Cuda Application Works on 32 bits, not in 64 bits

Hi there,

I’m testing a fluid simulator of my own, based in the LBM method, and I have done 2 version (CPU and CUDA) to check results and benchmark them. I’ve done the code in a MacBook Pro laptop, both CPU and CUDA but now I’m porting them to a much powerful Ubuntu x64 box. I’ve installed and checked that CUDA 2.3 is working right (the SDK examples).

The code in the Mac was compiled in 32 bits, so it works also in the Linux box without any changes (compiling in 32 bits with the appropiate library and the -m32 flag). When I compile for 64 bits, however, the execution seems not to update the variables ux, uy, uz from the code below. Here Callback is a class which hides the write-to-file operations I do.

I’ve tried compiling and executing in 64 bits in emulation mode, this way it works as expected, so the problem is that the it seems not to work (or not correctly) in the GPU.
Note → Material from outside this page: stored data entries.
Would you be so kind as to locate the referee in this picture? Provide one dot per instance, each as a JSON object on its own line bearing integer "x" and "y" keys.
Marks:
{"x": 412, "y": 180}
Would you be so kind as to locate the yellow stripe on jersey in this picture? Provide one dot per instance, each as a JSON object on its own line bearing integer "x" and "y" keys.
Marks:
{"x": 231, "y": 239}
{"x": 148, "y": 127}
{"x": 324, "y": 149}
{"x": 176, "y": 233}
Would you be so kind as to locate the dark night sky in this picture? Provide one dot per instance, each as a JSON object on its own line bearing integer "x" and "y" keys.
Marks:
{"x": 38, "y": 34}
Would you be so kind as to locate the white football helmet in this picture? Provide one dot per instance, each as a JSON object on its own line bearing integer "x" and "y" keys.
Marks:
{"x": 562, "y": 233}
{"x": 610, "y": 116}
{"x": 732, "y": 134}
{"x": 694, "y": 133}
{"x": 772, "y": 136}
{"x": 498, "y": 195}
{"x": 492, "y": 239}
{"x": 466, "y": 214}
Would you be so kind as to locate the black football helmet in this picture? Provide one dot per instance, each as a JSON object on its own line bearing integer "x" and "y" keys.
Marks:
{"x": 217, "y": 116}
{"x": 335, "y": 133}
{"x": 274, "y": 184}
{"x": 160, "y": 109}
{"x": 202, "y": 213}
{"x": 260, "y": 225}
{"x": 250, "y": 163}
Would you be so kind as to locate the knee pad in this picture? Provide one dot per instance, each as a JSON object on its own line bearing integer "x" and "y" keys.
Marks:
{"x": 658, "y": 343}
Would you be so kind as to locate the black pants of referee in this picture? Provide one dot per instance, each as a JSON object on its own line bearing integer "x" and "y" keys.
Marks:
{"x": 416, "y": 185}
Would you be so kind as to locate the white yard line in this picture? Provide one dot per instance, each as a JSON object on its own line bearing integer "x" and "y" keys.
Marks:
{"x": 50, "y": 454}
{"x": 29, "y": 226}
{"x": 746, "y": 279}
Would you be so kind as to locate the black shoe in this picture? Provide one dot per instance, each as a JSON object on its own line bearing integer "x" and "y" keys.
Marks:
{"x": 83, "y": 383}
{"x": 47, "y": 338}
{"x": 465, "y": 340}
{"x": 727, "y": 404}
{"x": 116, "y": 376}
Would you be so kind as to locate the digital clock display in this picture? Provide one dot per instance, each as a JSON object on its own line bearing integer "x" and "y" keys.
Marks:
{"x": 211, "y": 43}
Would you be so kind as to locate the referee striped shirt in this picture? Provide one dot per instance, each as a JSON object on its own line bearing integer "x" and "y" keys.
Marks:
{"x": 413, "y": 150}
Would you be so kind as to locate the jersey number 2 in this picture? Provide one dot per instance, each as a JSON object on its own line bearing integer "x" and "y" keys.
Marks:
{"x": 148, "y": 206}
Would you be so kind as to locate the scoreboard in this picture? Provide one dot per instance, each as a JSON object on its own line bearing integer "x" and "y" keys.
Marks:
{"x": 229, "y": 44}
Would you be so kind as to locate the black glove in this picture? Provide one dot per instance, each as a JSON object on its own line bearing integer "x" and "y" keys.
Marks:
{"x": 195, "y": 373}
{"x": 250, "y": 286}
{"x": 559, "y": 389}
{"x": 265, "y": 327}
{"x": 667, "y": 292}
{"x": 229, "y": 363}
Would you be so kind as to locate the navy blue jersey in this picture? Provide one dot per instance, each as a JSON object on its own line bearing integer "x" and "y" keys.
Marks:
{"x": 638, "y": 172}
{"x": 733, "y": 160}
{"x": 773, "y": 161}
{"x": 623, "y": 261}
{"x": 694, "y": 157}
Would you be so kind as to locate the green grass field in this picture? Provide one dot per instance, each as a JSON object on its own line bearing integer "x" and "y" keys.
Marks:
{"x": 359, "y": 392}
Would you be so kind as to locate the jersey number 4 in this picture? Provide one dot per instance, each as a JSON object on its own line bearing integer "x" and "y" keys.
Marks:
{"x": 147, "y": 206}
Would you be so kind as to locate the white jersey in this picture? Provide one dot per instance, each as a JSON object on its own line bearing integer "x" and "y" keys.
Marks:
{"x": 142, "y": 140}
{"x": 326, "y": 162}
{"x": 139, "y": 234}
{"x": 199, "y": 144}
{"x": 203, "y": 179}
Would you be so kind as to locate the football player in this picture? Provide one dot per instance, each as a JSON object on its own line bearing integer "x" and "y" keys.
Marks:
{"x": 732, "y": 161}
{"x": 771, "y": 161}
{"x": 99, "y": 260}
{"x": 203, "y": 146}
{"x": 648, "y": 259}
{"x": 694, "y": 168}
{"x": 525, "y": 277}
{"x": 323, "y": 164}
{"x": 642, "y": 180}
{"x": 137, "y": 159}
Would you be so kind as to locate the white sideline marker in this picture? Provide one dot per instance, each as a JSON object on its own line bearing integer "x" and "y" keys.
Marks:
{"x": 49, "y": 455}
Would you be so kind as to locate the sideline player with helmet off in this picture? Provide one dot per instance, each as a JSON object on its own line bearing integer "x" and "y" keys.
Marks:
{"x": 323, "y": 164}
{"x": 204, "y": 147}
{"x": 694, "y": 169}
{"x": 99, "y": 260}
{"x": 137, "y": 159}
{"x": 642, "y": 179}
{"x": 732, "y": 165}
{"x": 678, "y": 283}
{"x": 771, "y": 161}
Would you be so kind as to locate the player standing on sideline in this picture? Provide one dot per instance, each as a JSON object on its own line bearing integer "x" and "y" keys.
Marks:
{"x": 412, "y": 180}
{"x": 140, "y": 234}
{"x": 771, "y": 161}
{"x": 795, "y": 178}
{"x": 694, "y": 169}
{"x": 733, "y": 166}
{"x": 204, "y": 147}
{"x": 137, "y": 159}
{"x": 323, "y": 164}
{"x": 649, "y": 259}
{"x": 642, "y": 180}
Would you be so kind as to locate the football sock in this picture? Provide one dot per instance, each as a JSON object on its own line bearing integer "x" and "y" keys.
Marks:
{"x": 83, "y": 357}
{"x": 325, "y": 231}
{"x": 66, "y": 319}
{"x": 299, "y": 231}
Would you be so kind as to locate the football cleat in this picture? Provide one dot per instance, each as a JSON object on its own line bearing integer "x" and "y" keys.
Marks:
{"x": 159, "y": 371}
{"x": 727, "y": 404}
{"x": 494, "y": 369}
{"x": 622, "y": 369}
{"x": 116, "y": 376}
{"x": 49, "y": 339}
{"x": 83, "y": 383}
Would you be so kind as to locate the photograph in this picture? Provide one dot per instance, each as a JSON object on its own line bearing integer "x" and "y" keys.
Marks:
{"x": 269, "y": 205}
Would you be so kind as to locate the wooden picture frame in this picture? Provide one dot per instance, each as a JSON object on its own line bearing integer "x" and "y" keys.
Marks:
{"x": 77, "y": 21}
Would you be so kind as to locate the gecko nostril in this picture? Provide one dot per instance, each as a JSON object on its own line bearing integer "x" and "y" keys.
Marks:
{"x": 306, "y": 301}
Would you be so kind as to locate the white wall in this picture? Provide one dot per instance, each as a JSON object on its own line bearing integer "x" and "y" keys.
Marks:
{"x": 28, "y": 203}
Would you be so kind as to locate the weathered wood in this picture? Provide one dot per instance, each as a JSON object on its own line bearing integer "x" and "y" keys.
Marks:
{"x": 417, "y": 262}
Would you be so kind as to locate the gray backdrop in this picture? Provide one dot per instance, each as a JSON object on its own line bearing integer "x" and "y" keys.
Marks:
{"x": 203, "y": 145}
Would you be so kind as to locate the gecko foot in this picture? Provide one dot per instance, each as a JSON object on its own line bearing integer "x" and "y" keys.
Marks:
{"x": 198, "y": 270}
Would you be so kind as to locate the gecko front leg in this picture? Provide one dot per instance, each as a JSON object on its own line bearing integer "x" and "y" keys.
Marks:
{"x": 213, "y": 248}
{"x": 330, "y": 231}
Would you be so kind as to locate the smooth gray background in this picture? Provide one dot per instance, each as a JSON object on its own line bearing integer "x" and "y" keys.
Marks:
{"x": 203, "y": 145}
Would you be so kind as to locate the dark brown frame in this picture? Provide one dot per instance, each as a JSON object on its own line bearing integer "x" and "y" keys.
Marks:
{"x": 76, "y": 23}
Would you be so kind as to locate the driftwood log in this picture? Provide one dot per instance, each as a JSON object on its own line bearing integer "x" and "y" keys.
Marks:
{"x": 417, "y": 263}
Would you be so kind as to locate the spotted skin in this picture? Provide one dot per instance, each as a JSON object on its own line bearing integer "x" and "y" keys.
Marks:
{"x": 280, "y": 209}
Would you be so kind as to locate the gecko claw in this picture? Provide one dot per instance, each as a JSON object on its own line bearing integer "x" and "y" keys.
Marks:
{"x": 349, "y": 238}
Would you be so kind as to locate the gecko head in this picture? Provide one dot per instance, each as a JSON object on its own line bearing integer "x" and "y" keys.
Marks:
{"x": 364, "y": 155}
Any ideas about what I’m doing wrong?

void GPULBMSim::run(long int iterations, unsigned int exec_each, Action *callback){

	int iter=0;

	float *h_u = NULL;

	if(callback!=0) {

		callback->preinit((void*) dim);

		h_u = new float[matdim*3];



	while(iter<iterations && !end) {

		//Run kernel

		dim3 dimBlock(dim[0]); //Must be lower than 512

		dim3 dimGrid(dim[1]*dim[2]);

		runLBM<<<dimGrid,dimBlock>>>(c_type, rho, ux, uy, uz,

				f_rest0, f_u0, f_d0, f_l0, f_r0, f_f0, f_b0, f_lf0, f_df0, f_rf0, f_uf0, f_lu0, f_ru0, f_rd0, f_ld0, f_lb0, f_db0, f_rb0, f_ub0,

				f_rest1, f_u1, f_d1, f_l1, f_r1, f_f1, f_b1, f_lf1, f_df1, f_rf1, f_uf1, f_lu1, f_ru1, f_rd1, f_ld1, f_lb1, f_db1, f_rb1, f_ub1,


		if(exec_each!=0 && callback!=0 && iter%exec_each==0){


			//Get U and RHO

			CUDA_SAFE_CALL(cudaMemcpy(h_rho, rho, sizeof(float)*matdim, cudaMemcpyDeviceToHost));

			CUDA_SAFE_CALL(cudaMemcpy(h_ux, ux, sizeof(float)*matdim, cudaMemcpyDeviceToHost));

			CUDA_SAFE_CALL(cudaMemcpy(h_uy, uy, sizeof(float)*matdim, cudaMemcpyDeviceToHost));

			CUDA_SAFE_CALL(cudaMemcpy(h_uz, uz, sizeof(float)*matdim, cudaMemcpyDeviceToHost));

			for(int i=0; i<matdim; i++){

				h_u[i*3] = h_ux[i];

				h_u[i*3+1] = h_uy[i];

				h_u[i*3+2] = h_uz[i];


			(*callback)(cell_type, h_u, h_rho, dim);


		swapF(); //Swaps f_rest0 for f_rest1, f_u0 for f_u1 and so on



	freeCUDAres();  //Frees any resources



		delete [] h_u;